Oranda Style Mukozuke Dishes with Flower Design
3 Oranda Style Mukozuke Dishes with Flower Design
Idemitsu Museum of Arts
(Exhibited for the entire duration of the exhibition)
The oranda utsushi (literally, “Dutch copy”), or Dutch-style ceramics, that the potter Ogata Kenzan (1663–1743) produced after several attempts at his Narutaki workshop surpasses mere imitation. Kenzan’s creations possess a high degree of originality and perfection.
Biidoro Glass: From Europe to Japan
4 Goblet with Cover
Kobe City Museum
(Exhibited for the entire duration of the exhibition)
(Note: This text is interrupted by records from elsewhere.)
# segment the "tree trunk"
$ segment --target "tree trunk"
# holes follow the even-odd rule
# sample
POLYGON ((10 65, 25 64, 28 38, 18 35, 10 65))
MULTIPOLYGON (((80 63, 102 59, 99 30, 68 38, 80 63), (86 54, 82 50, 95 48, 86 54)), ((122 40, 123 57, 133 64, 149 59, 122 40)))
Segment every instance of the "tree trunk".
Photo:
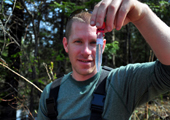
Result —
MULTIPOLYGON (((17 4, 20 0, 17 0, 17 4)), ((9 58, 9 67, 13 70, 19 72, 20 69, 20 46, 13 42, 11 38, 14 38, 15 41, 21 44, 21 37, 23 33, 23 9, 15 8, 13 11, 13 16, 11 17, 11 27, 9 28, 10 35, 9 39, 11 43, 8 45, 8 58, 9 58)), ((19 77, 8 71, 7 76, 5 78, 4 85, 4 97, 3 101, 0 103, 2 107, 2 111, 0 113, 1 120, 16 120, 16 110, 17 110, 17 89, 18 89, 19 77)))

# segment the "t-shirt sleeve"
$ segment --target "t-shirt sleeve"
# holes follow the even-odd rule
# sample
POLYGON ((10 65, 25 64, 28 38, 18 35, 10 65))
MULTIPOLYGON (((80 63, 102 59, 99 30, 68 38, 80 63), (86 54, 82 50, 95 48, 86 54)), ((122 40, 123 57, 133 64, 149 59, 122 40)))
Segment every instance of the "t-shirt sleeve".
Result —
POLYGON ((170 66, 158 60, 122 66, 113 70, 108 85, 132 112, 137 106, 170 90, 170 66))

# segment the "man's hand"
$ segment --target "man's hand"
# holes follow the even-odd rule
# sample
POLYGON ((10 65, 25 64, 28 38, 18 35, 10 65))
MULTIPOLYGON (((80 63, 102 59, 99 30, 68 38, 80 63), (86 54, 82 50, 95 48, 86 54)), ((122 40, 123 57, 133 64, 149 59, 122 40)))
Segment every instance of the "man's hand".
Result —
POLYGON ((137 0, 102 0, 93 10, 91 25, 102 27, 106 17, 105 32, 114 28, 120 30, 127 23, 142 19, 146 13, 145 6, 137 0))

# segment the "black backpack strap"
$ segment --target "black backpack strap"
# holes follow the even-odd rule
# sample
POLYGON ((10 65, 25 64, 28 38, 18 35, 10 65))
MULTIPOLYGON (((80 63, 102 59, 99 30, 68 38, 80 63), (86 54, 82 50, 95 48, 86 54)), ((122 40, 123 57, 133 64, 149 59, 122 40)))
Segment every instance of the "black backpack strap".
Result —
POLYGON ((104 100, 106 97, 106 79, 109 74, 109 72, 112 70, 112 68, 103 66, 102 67, 102 73, 99 78, 99 82, 96 86, 96 89, 93 93, 93 99, 91 102, 91 116, 90 120, 102 120, 102 113, 104 109, 104 100))
POLYGON ((48 117, 50 120, 57 120, 57 98, 59 93, 59 88, 61 84, 61 80, 63 77, 56 79, 50 87, 50 94, 49 98, 46 99, 46 105, 47 105, 47 111, 48 111, 48 117))

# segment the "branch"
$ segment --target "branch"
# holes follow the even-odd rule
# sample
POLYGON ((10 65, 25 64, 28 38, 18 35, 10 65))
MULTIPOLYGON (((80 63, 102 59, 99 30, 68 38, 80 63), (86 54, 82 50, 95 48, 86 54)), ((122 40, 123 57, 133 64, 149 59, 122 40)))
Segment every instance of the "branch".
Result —
POLYGON ((7 68, 8 70, 10 70, 11 72, 15 73, 16 75, 18 75, 19 77, 21 77, 22 79, 24 79, 25 81, 27 81, 28 83, 30 83, 31 85, 33 85, 37 90, 39 90, 40 92, 43 92, 39 87, 37 87, 34 83, 32 83, 31 81, 29 81, 28 79, 26 79, 25 77, 21 76, 19 73, 13 71, 11 68, 9 68, 8 66, 4 65, 3 63, 0 63, 0 65, 2 65, 3 67, 7 68))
Known as bokaal in Dutch and pokal in German, this wine glass comes with a lid. In the Edo period, the Japanese prized European glass as rare gifts.

Goblet with Cover

Bluish-green tall-necked glass bottle  
Yellow tall-necked glass bottle
5 Bluish-green tall-necked glass bottle  
  Yellow tall-necked glass bottle
Kobe City Museum (Biidoro Archives Collection)
(Exhibited for the entire duration of the exhibition)
Such long neck sake decanters (tokkuri) were purportedly made in the 1670s in Nagasaki. Their manufacturing method had circulated to Osaka by the early eighteenth century at the latest, and eventually these vessels were made in Edo (now Tokyo). While imitating European glass, the technique and sensibility of the time that led to the creation of these glass decanters befitting Japanese aesthetics surprise us.